2) What is Jesus sending me to do?
Luke 4:18-19 provides the answer to the first question: “The Spirit of the Lord is upon me, for he has anointed me to bring Good News to the poor. He has sent me to proclaim that captives will be released, that the blind will see, that the oppressed will be set free, and that the time of the Lord’s favor has come.” The answer to the second question is that Jesus is sending us to continue doing what He did.
What is bringing Good News for the poor? Is it paying someone’s rent this month? Is it a donated backpack and school supplies for their kids? Is it a box of groceries? Is it Christmas gifts for their kids? All those things are good news for the poor.
But don’t we have some good news that’s more important than material things? The Bible’s definition of Good News is the Gospel -- the great news that Jesus came to forgive our sins and give us eternal life, abundant life, both now and in eternity. If all we do is give people stuff, we are cheating people out of the best news they could ever receive. We must be willing to walk with them through their struggles and BE good news to them.
Being good news means living our lives on mission. Where is Jesus sending you? All the places you go – that’s where Jesus is sending you. Have you considered how you can live your life on mission where you work? Where your kids go to school? In your neighborhood? With your kids’ athletic teams or music or dance? You don’t have to go anywhere other than where you live to be on mission for Him. Or He may call you to be a missionary with a mission partner that our church has. The point is, “Are you living your life on mission?”
In his book, “Missional Renaissance,” Reggie McNeal, compares the church to an airport:
“Airports get confused about what they’re for–and for whom. They think that if a bunch of planes are on the ground, close to the hub, and the concourse is full of people, they are winning. They apparently think they are the destination! Of course, when this happens, it means a bunch of people aren’t getting where they want to go. They’re stuck at the airport, like flies on flypaper.
The airport is a place of connection, not a destination. Its job is to help people get somewhere else. An airport centric world of travel would be dull and frustrating, no matter how nice the airport is.
When the church thinks it’s the destination, it also confuses the scorecard. It thinks that if people are hovering around and in the church, the church is winning.”
While we love getting people into the church, it is not our destination if we are to be on mission with God.
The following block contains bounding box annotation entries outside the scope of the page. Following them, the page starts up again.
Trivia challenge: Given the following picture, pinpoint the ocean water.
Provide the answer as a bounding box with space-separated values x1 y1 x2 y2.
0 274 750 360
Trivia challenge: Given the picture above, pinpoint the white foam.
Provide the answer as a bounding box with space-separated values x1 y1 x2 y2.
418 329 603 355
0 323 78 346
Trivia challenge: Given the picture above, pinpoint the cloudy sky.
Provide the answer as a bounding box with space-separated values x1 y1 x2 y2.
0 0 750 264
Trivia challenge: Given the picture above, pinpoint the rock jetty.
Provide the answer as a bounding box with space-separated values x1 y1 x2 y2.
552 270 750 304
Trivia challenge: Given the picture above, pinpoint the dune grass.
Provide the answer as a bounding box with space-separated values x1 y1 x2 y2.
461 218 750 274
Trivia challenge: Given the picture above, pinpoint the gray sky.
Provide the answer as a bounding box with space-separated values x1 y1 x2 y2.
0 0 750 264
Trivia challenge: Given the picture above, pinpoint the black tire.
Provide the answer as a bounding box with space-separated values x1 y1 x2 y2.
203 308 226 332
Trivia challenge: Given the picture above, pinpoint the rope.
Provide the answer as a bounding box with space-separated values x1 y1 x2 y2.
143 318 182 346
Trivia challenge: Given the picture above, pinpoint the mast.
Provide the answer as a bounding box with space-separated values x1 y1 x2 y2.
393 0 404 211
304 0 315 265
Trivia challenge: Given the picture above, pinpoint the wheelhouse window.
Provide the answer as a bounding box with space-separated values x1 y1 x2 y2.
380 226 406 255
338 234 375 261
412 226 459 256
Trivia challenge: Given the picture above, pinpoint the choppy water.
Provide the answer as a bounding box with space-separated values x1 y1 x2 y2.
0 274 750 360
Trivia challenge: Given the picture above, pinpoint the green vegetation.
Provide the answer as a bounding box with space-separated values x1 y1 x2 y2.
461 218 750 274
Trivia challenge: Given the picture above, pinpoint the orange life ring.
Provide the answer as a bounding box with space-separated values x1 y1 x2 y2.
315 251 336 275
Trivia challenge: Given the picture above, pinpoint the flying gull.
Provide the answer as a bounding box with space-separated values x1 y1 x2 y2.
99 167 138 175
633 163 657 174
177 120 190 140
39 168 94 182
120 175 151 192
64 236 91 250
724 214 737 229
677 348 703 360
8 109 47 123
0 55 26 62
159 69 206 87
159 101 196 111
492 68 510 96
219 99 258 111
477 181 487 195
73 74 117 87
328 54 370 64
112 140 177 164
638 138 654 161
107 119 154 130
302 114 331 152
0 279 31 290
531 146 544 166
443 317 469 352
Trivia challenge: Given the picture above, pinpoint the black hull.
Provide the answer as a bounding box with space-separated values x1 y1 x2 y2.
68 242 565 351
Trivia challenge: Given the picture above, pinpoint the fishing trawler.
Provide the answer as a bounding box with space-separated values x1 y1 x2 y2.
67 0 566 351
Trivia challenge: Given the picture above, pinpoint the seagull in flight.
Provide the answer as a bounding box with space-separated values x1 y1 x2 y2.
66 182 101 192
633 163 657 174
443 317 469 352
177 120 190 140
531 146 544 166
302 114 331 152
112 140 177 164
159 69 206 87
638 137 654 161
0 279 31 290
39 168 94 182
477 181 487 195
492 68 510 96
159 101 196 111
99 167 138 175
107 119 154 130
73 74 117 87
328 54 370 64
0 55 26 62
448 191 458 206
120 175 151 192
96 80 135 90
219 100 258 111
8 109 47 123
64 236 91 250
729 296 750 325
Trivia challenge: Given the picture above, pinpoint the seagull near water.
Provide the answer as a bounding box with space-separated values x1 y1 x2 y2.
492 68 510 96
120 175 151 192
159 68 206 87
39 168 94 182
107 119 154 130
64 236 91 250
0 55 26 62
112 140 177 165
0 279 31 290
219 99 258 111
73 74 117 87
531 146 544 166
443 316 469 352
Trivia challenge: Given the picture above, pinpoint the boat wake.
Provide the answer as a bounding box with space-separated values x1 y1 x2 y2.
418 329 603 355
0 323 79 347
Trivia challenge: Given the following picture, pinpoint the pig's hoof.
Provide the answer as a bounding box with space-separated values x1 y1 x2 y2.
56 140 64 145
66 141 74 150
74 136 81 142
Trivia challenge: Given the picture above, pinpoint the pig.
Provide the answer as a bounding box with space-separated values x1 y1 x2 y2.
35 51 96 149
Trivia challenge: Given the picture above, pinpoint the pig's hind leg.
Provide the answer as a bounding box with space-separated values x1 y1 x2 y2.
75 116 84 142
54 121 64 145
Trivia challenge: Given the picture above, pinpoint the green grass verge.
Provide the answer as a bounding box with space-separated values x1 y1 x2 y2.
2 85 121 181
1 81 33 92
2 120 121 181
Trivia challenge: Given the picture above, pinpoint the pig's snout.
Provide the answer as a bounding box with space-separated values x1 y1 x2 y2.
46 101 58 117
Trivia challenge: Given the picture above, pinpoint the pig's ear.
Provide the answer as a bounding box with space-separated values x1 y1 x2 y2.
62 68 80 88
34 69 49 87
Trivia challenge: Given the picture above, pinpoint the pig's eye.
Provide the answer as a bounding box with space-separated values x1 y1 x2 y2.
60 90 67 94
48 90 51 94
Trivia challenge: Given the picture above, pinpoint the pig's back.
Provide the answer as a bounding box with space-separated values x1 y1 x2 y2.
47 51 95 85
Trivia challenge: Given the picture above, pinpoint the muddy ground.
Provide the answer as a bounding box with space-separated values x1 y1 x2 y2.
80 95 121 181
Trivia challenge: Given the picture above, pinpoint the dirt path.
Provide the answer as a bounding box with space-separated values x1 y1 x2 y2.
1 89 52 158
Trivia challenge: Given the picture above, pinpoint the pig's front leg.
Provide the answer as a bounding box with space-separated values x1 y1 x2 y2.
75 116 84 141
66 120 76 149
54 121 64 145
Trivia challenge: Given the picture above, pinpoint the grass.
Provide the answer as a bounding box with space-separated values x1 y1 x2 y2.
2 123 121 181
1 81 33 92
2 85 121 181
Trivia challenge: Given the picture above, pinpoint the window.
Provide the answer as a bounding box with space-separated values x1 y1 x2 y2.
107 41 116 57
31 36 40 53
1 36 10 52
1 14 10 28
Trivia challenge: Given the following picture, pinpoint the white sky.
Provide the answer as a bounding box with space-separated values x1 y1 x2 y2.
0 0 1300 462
There are people in our community who don’t experience the sweet fellowship we experience in the church and they never will if we don’t meet them where they are and be the good news to them. We need to be on mission wherever we go, inviting people to church but then taking the next step and inviting them to be on mission with us.
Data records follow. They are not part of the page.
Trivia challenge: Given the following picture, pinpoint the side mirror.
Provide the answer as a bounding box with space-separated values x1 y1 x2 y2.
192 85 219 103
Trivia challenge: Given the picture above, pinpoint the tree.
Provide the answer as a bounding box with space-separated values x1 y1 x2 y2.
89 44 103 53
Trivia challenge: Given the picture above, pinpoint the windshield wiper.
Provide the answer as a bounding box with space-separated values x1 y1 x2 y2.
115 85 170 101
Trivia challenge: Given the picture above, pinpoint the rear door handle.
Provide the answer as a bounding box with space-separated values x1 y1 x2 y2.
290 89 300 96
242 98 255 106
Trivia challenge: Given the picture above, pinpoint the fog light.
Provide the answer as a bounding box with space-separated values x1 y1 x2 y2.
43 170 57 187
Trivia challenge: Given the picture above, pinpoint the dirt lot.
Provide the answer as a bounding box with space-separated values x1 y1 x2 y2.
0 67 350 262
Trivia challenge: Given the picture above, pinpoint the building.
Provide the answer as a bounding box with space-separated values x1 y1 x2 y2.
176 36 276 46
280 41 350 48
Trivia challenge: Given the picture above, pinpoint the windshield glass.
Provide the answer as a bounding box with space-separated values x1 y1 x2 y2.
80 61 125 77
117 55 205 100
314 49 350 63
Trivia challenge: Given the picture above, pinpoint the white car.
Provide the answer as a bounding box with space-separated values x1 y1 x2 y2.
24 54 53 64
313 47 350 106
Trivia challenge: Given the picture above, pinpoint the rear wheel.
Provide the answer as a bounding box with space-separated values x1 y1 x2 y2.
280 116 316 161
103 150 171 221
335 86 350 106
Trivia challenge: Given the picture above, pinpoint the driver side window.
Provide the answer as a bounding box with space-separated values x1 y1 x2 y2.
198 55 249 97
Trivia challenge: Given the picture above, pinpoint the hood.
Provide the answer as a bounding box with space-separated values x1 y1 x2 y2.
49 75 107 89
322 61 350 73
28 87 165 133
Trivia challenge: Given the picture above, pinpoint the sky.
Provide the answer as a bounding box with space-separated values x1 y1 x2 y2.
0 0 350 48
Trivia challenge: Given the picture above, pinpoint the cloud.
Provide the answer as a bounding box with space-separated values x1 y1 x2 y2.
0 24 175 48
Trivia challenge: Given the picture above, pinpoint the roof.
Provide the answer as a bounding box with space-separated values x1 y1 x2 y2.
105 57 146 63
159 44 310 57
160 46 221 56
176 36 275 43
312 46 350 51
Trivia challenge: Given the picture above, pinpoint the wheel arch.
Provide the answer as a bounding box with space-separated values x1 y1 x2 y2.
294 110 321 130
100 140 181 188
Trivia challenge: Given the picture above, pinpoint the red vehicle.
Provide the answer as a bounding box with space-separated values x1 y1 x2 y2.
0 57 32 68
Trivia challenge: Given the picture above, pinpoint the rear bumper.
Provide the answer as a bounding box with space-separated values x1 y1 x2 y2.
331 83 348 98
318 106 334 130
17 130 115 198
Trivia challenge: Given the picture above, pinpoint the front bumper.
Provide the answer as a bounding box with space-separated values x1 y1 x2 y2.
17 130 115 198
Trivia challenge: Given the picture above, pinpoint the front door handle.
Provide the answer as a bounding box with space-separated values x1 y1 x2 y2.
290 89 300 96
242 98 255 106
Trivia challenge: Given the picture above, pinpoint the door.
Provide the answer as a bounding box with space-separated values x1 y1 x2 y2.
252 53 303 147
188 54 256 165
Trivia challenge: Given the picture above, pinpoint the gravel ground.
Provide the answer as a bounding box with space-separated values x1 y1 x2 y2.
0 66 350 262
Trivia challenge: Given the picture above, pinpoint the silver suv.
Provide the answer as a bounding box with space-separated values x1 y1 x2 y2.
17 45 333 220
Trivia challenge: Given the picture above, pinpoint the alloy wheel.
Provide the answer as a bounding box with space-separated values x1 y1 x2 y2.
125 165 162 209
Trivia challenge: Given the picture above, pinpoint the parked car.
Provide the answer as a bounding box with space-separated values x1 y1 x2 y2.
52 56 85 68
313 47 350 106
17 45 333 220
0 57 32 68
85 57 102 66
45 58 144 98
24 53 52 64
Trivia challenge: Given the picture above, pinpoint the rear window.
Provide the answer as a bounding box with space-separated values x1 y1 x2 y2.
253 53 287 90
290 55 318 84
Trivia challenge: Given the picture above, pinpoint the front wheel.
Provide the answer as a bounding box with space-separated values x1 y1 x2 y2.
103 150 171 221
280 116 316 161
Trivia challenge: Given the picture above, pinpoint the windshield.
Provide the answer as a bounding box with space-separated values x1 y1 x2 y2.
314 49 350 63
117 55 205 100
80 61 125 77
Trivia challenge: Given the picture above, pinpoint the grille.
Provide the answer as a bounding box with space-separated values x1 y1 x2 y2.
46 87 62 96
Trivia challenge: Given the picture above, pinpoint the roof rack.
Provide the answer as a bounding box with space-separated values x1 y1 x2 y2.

Reggie McNeal goes on to say,
“The church is a connector, linking people to the kingdom life that God has for them. Substituting church activity as the preferred life expression is as weird as believing that airports are more interesting than the destinations they serve.”
Will you commit to living your life on mission? Helping those outside the walls of our church to find real life? The Good News? Go out today and BE the good news for someone else.